Prof. Dr.-Ing. Dirk Heinrichs vom Institut für Verkehrsforschung des Deutschen Zentrums für Luft- und Raumfahrt e.V. (DLR) untersuchte den Beitrag von Stadtstruktur und Raumplanung für eine zukunftsfähige Mobilitätkultur: "Unser Mobilitätsverhalten ist nicht allein Ausdruck individueller Bedürfnisse, Präferenzen und Lebensstile. Es wird auch beeinflusst durch Raum- und Infrastrukturen", sagte Heinrichs. Räumliche Erreichbarkeit und Verteilung von Flächennutzungen, deren Mischung und Dichte, aber auch die konkrete Gestaltung öffentlicher Räume haben einen Einfluss auf unsere Mobilitätsentscheidungen: die tägliche Wahl von Verkehrsmitteln, den Besitz von Mobilitätsressourcen wie beispielsweise den Pkw oder gar die Wahl des Wohnstandorts.
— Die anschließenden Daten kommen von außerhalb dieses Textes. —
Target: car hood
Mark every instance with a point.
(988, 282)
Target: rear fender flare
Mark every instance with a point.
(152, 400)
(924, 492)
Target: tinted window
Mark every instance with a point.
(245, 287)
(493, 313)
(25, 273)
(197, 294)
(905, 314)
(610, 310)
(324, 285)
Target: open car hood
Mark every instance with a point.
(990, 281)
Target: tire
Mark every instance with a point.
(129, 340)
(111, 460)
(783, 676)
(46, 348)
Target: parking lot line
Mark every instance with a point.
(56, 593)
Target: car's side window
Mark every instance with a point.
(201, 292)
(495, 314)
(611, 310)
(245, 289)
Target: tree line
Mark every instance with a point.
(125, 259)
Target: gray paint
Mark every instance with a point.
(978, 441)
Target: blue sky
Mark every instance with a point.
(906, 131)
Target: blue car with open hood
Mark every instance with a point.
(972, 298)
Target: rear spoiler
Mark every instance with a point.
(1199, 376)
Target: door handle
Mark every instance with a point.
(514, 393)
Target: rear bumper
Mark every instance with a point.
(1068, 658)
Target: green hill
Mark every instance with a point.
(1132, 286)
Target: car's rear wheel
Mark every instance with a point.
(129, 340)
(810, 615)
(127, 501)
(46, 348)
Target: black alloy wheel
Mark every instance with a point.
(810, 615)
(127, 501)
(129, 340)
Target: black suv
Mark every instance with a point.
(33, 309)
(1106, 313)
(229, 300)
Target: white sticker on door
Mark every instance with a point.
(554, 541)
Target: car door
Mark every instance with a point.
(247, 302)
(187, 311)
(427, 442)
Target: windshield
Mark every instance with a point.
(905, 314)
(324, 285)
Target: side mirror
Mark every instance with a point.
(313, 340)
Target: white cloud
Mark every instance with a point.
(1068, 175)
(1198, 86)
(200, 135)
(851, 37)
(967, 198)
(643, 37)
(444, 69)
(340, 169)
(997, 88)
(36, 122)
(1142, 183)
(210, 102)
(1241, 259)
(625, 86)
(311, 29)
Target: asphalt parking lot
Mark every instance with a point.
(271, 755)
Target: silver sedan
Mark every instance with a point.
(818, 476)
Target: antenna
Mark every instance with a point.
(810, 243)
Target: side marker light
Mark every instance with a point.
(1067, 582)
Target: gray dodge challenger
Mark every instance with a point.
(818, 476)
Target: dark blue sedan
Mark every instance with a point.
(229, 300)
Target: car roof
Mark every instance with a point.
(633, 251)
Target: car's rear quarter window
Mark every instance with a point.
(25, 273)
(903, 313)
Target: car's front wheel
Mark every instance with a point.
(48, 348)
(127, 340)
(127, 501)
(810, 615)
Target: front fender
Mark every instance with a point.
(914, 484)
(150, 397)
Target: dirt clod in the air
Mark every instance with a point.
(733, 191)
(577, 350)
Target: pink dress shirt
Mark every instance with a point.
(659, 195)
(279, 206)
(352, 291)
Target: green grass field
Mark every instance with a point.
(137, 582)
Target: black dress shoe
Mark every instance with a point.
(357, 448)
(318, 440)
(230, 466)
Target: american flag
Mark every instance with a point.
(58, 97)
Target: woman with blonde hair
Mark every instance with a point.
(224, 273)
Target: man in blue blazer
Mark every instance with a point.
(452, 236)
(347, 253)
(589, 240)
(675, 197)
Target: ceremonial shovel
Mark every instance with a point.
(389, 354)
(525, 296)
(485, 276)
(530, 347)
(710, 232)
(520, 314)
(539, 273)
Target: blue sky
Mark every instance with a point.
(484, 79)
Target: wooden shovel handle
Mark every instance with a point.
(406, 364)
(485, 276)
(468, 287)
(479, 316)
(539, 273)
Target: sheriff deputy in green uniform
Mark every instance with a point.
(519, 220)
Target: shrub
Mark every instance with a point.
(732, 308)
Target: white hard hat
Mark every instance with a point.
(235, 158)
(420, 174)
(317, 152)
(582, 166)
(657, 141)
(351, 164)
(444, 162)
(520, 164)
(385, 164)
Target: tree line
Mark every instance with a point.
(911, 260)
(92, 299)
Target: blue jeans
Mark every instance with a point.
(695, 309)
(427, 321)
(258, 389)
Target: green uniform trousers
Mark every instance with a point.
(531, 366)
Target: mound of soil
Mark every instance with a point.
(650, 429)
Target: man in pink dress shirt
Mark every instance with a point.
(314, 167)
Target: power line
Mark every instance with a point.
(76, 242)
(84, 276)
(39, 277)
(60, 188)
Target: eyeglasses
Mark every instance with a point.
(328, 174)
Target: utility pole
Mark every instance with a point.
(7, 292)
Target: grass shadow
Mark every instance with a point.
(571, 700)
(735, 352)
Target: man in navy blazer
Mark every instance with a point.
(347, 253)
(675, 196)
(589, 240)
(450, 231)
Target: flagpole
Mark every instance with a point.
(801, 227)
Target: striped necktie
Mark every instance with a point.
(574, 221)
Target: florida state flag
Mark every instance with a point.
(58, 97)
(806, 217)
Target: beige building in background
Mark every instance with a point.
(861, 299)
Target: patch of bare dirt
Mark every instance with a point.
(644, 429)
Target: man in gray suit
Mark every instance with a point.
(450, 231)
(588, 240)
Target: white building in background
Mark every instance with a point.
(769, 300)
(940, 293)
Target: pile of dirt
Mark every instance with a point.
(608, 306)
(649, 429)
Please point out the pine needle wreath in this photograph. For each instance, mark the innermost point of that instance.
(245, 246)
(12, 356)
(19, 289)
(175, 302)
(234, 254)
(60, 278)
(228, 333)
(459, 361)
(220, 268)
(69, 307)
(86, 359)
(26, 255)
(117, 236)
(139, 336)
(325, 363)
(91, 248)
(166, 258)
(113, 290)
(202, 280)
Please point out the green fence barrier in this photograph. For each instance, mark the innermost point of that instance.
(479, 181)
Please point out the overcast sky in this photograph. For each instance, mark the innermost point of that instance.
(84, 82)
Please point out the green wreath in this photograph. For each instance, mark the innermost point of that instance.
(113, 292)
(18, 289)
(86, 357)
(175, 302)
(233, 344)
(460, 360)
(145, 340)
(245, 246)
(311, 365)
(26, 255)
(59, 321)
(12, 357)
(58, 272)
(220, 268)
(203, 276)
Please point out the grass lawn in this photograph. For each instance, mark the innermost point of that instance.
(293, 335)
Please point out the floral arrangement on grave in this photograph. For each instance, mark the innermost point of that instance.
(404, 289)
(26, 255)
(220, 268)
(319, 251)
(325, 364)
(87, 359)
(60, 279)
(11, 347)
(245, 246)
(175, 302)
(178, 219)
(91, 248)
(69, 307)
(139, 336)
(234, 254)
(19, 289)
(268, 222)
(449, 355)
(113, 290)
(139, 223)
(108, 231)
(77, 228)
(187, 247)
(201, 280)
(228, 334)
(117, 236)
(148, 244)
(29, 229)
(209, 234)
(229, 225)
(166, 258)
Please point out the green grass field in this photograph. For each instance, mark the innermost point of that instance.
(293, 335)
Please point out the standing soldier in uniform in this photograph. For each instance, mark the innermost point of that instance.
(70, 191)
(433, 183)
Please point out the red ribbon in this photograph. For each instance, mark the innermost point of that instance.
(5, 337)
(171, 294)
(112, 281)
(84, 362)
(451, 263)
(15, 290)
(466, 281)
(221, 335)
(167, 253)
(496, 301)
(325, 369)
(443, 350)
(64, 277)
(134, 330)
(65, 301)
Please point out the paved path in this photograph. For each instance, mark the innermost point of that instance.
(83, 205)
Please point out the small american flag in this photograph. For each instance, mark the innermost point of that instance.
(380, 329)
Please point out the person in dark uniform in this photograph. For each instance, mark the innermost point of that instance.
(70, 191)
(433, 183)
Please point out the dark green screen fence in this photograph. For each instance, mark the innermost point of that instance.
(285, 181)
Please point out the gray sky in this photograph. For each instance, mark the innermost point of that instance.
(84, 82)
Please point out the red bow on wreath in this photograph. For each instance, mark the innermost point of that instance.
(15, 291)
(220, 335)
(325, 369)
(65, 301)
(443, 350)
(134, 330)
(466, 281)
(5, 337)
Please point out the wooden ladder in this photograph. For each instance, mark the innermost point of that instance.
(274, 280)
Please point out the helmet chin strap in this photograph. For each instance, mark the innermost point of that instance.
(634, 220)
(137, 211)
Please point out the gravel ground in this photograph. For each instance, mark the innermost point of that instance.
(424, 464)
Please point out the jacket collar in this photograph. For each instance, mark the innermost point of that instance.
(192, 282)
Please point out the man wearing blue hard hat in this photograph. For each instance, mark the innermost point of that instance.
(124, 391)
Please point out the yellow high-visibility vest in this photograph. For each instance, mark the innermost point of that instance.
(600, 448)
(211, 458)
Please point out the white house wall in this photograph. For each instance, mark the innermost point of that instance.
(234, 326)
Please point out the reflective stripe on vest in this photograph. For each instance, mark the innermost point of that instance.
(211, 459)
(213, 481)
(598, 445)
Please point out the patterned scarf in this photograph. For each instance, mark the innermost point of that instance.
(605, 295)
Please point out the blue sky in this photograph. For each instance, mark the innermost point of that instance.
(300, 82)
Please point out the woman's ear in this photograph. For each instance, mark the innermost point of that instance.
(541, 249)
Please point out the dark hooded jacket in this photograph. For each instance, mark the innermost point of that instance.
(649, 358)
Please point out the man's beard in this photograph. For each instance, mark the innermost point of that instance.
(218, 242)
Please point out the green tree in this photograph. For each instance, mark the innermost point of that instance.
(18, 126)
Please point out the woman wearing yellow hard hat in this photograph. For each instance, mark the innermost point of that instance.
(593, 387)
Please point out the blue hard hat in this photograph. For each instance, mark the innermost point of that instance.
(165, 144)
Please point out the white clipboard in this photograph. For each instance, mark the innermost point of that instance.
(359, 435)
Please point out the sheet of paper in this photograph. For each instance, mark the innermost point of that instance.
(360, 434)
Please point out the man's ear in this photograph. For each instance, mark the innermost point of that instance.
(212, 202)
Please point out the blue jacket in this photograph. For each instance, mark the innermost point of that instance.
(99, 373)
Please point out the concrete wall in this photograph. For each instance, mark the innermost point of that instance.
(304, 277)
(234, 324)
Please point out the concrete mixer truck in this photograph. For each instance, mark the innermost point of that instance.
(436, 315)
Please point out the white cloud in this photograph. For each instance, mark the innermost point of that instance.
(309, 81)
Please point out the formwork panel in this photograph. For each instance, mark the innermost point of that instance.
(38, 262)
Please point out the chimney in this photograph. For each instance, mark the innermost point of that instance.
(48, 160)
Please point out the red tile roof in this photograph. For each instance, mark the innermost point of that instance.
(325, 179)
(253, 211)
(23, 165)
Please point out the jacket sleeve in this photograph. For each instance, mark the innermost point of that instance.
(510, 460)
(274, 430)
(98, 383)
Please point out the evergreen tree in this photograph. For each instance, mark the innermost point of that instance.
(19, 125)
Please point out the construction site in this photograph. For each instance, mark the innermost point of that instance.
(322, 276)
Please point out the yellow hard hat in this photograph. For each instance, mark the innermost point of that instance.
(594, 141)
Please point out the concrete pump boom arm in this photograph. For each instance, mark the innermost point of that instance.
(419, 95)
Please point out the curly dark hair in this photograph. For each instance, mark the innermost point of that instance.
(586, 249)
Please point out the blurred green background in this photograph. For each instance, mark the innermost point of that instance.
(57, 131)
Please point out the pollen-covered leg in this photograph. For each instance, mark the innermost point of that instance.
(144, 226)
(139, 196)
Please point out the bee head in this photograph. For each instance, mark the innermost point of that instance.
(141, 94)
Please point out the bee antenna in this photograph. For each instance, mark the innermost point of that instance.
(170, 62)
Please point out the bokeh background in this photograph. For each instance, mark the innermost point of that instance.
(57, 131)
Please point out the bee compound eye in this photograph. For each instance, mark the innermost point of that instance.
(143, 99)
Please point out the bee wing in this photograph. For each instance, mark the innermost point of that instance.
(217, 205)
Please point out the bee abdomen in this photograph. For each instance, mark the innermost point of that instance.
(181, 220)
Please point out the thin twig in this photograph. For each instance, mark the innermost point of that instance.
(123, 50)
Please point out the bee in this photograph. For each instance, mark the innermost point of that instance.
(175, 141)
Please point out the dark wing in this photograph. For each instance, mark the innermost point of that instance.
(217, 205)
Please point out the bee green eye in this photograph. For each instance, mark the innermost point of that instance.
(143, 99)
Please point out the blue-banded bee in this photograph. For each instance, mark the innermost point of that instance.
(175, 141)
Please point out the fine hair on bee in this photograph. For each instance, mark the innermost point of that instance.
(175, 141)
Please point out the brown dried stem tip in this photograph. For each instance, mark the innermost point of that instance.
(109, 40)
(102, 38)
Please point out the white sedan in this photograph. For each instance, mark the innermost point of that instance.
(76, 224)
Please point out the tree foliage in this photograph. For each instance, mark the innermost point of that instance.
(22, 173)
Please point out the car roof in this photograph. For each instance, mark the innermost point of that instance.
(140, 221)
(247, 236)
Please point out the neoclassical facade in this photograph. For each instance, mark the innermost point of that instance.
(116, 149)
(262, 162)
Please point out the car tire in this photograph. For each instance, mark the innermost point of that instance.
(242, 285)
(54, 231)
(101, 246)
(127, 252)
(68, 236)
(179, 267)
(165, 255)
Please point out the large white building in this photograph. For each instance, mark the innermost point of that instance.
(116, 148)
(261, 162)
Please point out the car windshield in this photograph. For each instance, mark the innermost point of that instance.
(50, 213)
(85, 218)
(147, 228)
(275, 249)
Die Raumplanung verfüge über ein vielfältiges Instrumentarium, mit dem sie eine gelingende zukunftsfähige Mobilitätskultur auf all diesen Ebenen gestalten kann. "Forschung und kommunale Praxis zeigen: ein Wandel der Mobilitätskultur ist dann möglich, wenn Mobilität und Raum zusammen gedacht und als integrierte langfristige Entwicklungsstrategie kontinuierlich umgesetzt werden", sagte Heinrichs. Dabei setzt gute Praxis am Nutzer an, konkret an den Motiven und Gründen für individuelle Mobilitätsentscheidungen. Denn Veränderung des Mobilitätsverhaltens durch Planung gelingt dann, wenn Maßnahmen aus Sicht des Menschen konkrete Verbesserungen bringen.